The post Safe Harbour era

By , 9 October 2015 at 14:04
The post Safe Harbour era
Initiatives

The post Safe Harbour era

By , 9 October 2015 at 14:04

This post was originally published in Telefónica’s Public Policy blog here 

By Cristina Vela

Less than two weeks after the Conclusions of the Advocate General of the European Court of Justice, the Court has ruled that the Safe Harbour framework for transferring personal data form the EU to the US is invalid.

The direct consequence of the Ruling is that the Irish Data Protection Authority will have now to examine if the complaint lodged by the Austrian student Max Schrems is well founded and to decide if the transfer of personal data to the US should be suspended on the grounds that country does not afford an adequate level of protection.

A much wider consequence however will be the profound implications of the Ruling for those organisations transferring personal data from the EU to the US, and for the transatlantic data flows in general and the strategic partnership between the EU and US.

The ECJ Ruling will force Commission and US Administration to take action. At a Press Conference held by VP Timmermans and Commissioner Jourova some hours after the publication of the Ruling, they stated Commission’s priorities after the Ruling. First and foremost, the protection of personal data transferred across the Atlantic. Secondly, the continuation of transatlantic data flows, backbone of our economy, with adequate safeguards and finally the uniform application of EU law in the Internal Market.

The same day, US Secretary of Commerce Penny Pritzker made a statement expressing her deep disappointment in ECJ decision which creates uncertainty for both US and EU companies and consumers and puts at risk the thriving transatlantic digital economy.

The past two days have been a bit hectic. In fact, all stakeholders are trying to understand the implications of the Ruling and taking stock of the alternative data transfer solutions available.

Companies need to do a comprehensive assessment for their different business units in the EU and outside the EU.

In principle, with the ECJ Ruling any transfer of data based on Safe Harbour should stop immediately. Thus, companies should find other legal basis for continuing those transfers such as BCRs, Standard Contractual Clauses. Indeed, other possibilities, mentioned by Commissioner Jourova, such as consent of the data subject or case by case authorization by the DPA, are not real alternatives for generalized transfers of data as companies do.

In the short term, the Commission and US Authorities are obliged to conclude negotiations on a new safer Safe Harbour as soon as possible, although Commissioner Jourova could not state a deadline for the negotiations. Both sides will try to convince everyone that the new scheme includes the additional safeguards required by the ECJ. However, there are certain aspects of the Ruling difficult to be incorporated in a newer Safe Harbour scheme.

Additionally the Commission has committed to issue guidance to National Data Protection Authorities to ensure a coordinated response on alternative ways to transfer data and to avoid fragmentation with a patchwork of contradicting decisions, thus providing predictability for citizens and businesses. Next week Commission will meet with Art. 29 WG gathering National Data Protection Authorities from all Member States and the Commission expects to come forward with this guidance quite quickly.

Having said that, in a certain way the whole system of international transfer of data from the EU to third countries is contested. The General Data Protection Regulation (GDPR), currently under discussion between European Parliament and Council, which basically maintains the current system with some improvements aiming at more simplification for organisations, could also be impacted and additional requirements be introduced in the light of the Ruling.
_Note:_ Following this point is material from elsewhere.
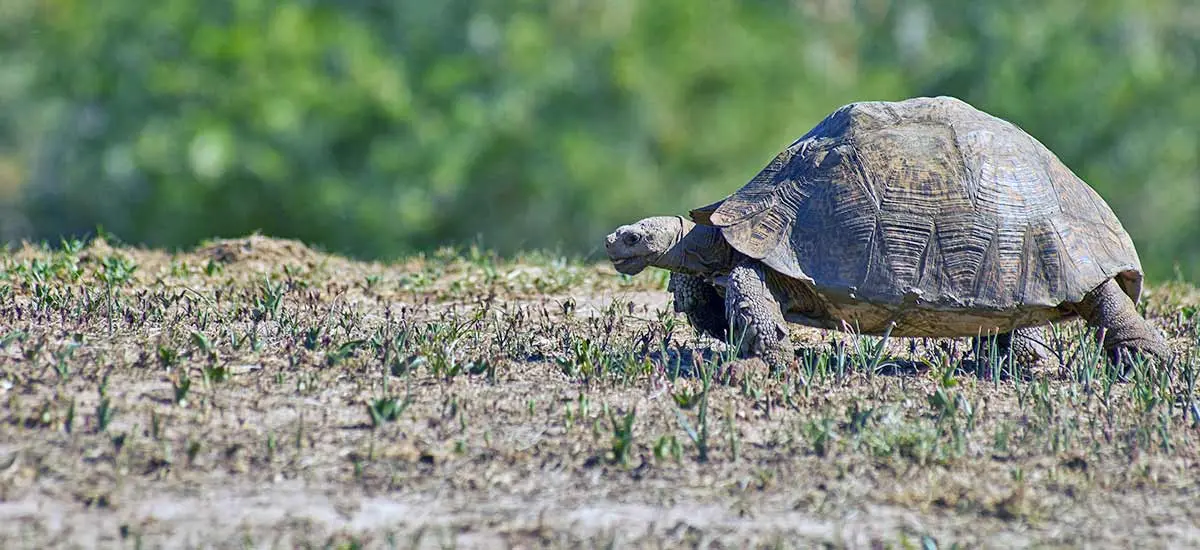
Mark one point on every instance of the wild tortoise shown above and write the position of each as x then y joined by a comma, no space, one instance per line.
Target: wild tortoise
924,213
The wider issue of third countries (and more specifically US) adequacy will take time to resolve. But in the meantime, without waiting until the adoption of the Regulation, companies need to do a comprehensive assessment for their different business units in the EU and outside the EU.

Transferring personal data form the EU to the US is invalid.

Companies need to assess if implementing Company’s Binding Corporate Rules could be an option in order to facilitate intra-group transfers or if executing Standard Contractual Clauses with its sub-contractors could also streamline commercial transfers and, at the same time, guarantee an adequate level of protection.

The 6th October, while VP Timmermans and Commissioner Jourova were giving their press conference in Strassbourg stating the first reactions of the Commission on the Ruling, a new OECD publication on “Data-Driven Innovation: Big Data for Growth and Wellbeing” was being presented in Brussels.

Here, I would like to draw the attention to some of the main policy considerations of the study:

Firstly, encourage investments in data, data sharing and reuse, and reduce barriers to data flows that could disrupt the Global Value Chain.

Secondly, strike the right balance between the benefits of Openness and Closeness (legitimate concerns over Privacy and Intellectual Property Rights). Currently, there is confrontation between a trend towards Openness seen in data portability, open APIs, open standards, open data and a trend towards Closeness in user lock-in, IPRs, trade secrets, confidentiality, privacy and security.

Thirdly, put the debate at a higher level. Data as a society challenge requires a whole society approach, especially if data is the source of innovation as in the past was R&D.

Ensuring that transatlantic data flows can continue with the adequate safeguards versusreducing barriers to data flows… two contradictory views or the absolute need to bridge the gap?